The resolution of this dispute turns on the timing of two job vacancies — the position that Golden initially filled and the position that Raynes currently holds — and BellSouth’s and the union’s handling of each vacancy. With respect to the position that Golden initially filled, she concedes that, under the governing collective bargaining agreement, Norris deserved the promotion that Golden received in 2000 and thus acknowledges that BellSouth properly allowed him to fill that position in 2003.

*462 The Raynes position is a different, and more complicated, story. As with Golden’s initial promotion, the company acknowledges that it mistakenly promoted Raynes and corrected that error by replacing her with Payne. The wrinkle is what the company did after replacing Raynes. Under the Bell Business collective bargaining agreement in effect in 2001, the company could fill anticipated future vacancies with employees whom it had improperly promoted. Invoking that provision, Bell Business chose to keep Raynes in a service-consultant position in anticipation of a future vacancy in that area. No one questions the company’s authority to interpret the prior agreement in this manner, and no one questions the company’s application of the provision to Raynes.

The problem, as Golden sees it, is that she did not have the same chance to fill a future vacancy because she was still a service consultant in 2001—and would remain one until Norris’s promotion in 2003. While we sympathize with the plight that Golden faced upon her demotion, we cannot see how she had a right to any other treatment. Golden did not have a legitimate claim to either the vacancy Payne filled or the one Raynes eventually filled. The Bell Business collective bargaining agreement in place at that time contained a “time-in-title” clause that required an employee in a newly filled vacancy to remain in that position for a period of 24 months. JA 154-55, 173-74. Bell Business promoted Golden in November 2000 and Raynes in early 2001. The company removed Raynes and then retained her in an “anticipatory vacancy” in June 2001. At the time of each vacancy, in other words, over a year remained on Golden’s time-in-title requirement. Once Golden voluntarily accepted the service-consultant promotion in 2000, she thus could not have applied for the service-consultant job Raynes temporarily filled or the “anticipated vacancy” position she permanently filled.
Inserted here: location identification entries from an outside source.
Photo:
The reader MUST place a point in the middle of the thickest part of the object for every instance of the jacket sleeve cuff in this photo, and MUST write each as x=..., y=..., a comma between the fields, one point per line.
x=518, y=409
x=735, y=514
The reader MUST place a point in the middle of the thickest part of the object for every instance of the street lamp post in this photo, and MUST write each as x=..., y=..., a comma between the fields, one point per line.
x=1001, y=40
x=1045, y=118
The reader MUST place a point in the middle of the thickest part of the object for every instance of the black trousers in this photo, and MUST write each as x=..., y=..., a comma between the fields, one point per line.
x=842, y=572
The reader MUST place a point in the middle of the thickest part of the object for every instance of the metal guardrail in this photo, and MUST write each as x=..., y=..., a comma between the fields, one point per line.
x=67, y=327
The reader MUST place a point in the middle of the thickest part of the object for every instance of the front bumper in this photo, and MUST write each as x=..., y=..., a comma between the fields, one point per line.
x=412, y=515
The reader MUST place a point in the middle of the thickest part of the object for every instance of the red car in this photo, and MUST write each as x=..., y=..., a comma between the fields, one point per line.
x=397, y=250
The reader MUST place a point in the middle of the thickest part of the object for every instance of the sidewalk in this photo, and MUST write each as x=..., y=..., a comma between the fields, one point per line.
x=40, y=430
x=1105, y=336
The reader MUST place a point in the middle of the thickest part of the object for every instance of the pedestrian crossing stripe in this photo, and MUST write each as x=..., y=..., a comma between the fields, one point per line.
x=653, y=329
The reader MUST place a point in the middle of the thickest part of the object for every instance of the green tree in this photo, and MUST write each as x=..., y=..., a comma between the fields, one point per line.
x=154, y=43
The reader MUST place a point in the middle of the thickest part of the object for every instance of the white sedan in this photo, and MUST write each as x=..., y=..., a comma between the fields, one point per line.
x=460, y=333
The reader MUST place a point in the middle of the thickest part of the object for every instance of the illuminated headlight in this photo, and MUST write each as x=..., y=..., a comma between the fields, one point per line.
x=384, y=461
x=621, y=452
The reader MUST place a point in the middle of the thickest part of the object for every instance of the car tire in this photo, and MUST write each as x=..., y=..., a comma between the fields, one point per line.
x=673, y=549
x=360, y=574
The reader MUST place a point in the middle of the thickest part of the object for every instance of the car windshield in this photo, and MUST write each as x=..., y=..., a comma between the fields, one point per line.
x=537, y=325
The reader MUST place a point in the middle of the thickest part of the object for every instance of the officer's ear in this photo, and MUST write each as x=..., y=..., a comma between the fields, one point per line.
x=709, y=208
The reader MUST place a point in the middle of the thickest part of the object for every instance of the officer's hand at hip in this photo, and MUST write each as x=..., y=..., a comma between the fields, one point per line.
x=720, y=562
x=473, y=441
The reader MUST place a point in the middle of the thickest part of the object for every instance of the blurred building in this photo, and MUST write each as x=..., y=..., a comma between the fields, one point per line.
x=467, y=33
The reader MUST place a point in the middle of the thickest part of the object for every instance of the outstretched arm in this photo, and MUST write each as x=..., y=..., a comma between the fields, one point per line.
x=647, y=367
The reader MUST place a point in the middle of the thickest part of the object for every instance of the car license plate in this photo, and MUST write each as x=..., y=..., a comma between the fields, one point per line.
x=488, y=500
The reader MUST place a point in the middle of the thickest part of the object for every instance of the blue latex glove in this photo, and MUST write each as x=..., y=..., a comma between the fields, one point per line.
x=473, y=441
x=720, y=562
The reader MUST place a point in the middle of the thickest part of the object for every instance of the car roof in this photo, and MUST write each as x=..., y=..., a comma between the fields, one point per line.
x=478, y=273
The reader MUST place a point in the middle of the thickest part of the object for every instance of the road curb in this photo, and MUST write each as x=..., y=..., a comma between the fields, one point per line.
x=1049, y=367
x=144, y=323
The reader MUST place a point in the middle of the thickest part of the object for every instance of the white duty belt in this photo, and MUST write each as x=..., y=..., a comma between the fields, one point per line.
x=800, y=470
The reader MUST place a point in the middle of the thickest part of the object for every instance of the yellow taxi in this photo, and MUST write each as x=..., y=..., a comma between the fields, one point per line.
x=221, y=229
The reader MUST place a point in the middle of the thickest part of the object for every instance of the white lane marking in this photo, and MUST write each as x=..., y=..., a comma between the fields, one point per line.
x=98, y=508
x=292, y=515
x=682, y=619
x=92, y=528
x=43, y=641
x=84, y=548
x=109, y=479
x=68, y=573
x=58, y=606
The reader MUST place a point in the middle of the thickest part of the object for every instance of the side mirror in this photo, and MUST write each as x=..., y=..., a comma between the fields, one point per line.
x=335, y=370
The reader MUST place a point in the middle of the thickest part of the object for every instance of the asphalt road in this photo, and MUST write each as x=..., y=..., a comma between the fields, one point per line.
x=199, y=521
Attempting to overcome this impediment to her argument, she maintains that other jobs opened up after the time-in-title requirement had expired. But aside from the unsupported assertion made by the union affiliate in the initial grievance — to the effect that “several Wage Scale 36 jobs [for] which [Golden] was qualified” became available after Golden’s promotion, JA 262 — no evidence substantiates that claim.

Golden persists that because Raynes has less seniority, BellSouth should have demoted her instead of Golden after Norris’s successful grievance. But Golden presents no evidence that the collective bargaining agreement in existence in 2003 (which is to say BellSouth’s collective bargaining agreement) mandated (or even authorized) such a result. The only provision to which either party refers with regard to seniority requires only that BellSouth fill vacancies, all else being equal, with the most senior employee.